If you use Flow a lot, you will really benefit from using one of Logitech’s MX Mechanical keyboards (or its older, non-mechanical MX Keys keyboards) as they can change profiles automatically along with your mouse. After pairing my MX Mechanical keyboard with the laptop and toggling the “Link Keyboard” option to on in Logi Options, the system worked flawlessly as I dragged my pointer back and forth.
If you want to switch to a device that can’t run Logi Options+, you can’t use Flow and must rely on the Easy-Switch button. I use a Raspberry Pi with Linux as part of my workflow, so I found it really frustrating that the tiny Easy-Switch button is on the bottom of the mouse where it’s hard to reach.
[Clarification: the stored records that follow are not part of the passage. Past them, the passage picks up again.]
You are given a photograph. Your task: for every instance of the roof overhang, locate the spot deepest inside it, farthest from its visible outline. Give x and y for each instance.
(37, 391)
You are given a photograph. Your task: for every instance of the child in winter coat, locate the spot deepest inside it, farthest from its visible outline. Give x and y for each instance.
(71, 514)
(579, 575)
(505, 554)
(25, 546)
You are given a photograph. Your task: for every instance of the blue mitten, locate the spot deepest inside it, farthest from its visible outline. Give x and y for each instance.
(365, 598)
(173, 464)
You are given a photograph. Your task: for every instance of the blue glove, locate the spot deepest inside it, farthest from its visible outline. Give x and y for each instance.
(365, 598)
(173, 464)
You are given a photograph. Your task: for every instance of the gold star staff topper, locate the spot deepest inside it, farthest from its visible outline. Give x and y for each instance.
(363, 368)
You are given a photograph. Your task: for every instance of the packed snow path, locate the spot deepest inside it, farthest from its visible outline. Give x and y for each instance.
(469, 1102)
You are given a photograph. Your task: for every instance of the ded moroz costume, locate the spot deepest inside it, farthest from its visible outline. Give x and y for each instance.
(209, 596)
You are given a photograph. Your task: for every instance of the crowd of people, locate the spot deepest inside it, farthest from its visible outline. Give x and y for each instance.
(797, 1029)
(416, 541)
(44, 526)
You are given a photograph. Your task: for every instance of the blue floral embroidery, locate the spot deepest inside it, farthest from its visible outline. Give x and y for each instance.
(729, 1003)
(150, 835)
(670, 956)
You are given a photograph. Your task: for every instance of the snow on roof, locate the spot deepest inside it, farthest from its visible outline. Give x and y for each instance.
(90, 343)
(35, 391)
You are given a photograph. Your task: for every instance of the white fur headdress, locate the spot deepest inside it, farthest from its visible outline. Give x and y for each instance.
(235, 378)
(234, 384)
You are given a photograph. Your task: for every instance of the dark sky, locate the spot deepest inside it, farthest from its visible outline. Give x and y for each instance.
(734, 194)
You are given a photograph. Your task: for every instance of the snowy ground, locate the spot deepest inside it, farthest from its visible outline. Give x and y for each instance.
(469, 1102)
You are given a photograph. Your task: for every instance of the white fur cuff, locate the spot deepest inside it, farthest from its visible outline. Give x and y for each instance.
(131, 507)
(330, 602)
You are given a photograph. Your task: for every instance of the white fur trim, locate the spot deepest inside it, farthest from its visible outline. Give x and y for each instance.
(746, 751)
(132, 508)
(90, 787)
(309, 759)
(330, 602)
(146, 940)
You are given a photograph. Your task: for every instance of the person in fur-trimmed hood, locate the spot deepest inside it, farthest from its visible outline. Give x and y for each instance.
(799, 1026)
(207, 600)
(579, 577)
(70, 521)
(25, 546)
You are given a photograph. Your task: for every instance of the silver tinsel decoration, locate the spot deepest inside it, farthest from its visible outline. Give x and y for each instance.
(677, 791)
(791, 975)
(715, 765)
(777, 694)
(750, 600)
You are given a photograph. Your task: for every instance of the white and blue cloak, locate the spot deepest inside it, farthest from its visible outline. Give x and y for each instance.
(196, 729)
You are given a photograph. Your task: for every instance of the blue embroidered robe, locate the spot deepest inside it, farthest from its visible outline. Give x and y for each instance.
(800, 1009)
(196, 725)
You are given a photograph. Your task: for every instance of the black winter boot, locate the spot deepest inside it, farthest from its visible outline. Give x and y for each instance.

Other Logitech Mice, such as the Triathlon M720, solve this problem by putting that button on top, but the MX Master line hasn’t gotten the memo that some users need easier manual switching. It would be nice if you could custom configure one of the other buttons, perhaps the Shift wheel button or thumb button, to serve as Easy-Switch. But at least right now, you cannot. It would also be nice if switching devices manually on your MX Mechanical keyboard would switch the mouse to the same device, but that’s not an option either.
Software and Customization of Logitech MX Master 3S
You can use the Logitech MX Master 3S without any software at all and it will operate at default settings for the buttons, wheels and DPI. However, to get the most out of it or to use Flow, you need to install Logi Options+, which is the new name for Logitech’s Options software. Available for Windows or macOS, Options+ allows you to customize each button and both scroll wheels by app, control the MagSpeed wheel’s DPI and modes, set up Flow and see a list of all the devices your mouse is paired with. The software also backs up your settings to the cloud, should you need to reinstall the software or start fresh on a new computer.
I found that customizing the buttons provided a really good way to maximize my productivity, but you need to make sure you have the settings tweaked for the apps you use most. By default, the thumb wheel enables horizontal scrolling in Windows but tab switching in Chrome. But I wanted to make sure that it zooms in Chrome and horizontal scrolls in Excel and was able to do so.
Though Options+ includes default settings for a number of apps, including Word, Powerpoint, Chrome, Edge, Zoom and Teams, you can add any application you want as I found when I created custom settings for Notepad++, my favorite code editor. When I wanted to program the shift wheel button to switch tabs in the program, a function that normally requires hitting CTRL + PgUp, I simply selected Keyboard Shortcut as the output for that button in Notepad++.
As powerful as Logi Options+ is, there’s still plenty of room for improvement. As noted above, you can’t program any of the buttons to switch devices – you can only use the bottom button for that. I also couldn’t find a way to set any of my buttons to mute my microphone in Windows, though there is an option to make it mute your speakers. Since so many of the tools I use are web-based, I’d really love to be able to customize the buttons by website, rather than having the same controls for anything I do in Chrome or Edge. For example, it would be more helpful if I could program the horizontal scroll wheel to be zoom in Google Docs but horizontal scroll in Google Sheets and volume control in Google Meet.
Battery Life of Logitech MX Master 3S
Logitech rates the Logitech MX Master 3S for up to 70 days of battery life, just like the MX Master 3. There wasn’t time to put this claim to the test, but after about a week of wireless use, Logi Options+ reported that the battery was still at 95 percent of capacity. The MX Master 3, which has been my daily driver for several months, seems to need a fresh charge every 6 weeks or so.
The good news is that, if your MX Master 3S is running low on juice, you can use it while it is charging. Just keep in mind that it needs a wireless connection to your computer to work even when it’s plugged in.
Whether you’re a developer, a creative professional, an office worker or a student, having a better mouse can help you get more done in less time. At $99, the Logitech MX Master 3S is expensive, but appropriately priced for a top-of-the-line productivity mouse as it matches the MSRP of both its predecessor and its main competitors: the Microsoft Precision Mouse and the Razer Pro Click, neither of which have thumb wheels or Logi Flow. And, while you can get a decent wireless mouse for far less, the MX Master 3S can change the way you work, especially if you use multiple devices. If you already have an MX Master 3, the upgrades probably don’t provide a compelling enough reason for you to upgrade (you may even be turned off by the quiet buttons). And if you see an MX Master 3, which Logitech says that it is going to stop making, at a solid discount, you should strongly consider it. However, if you want the best wireless productivity mouse on the market today, the Logitech MX Master 3S is it.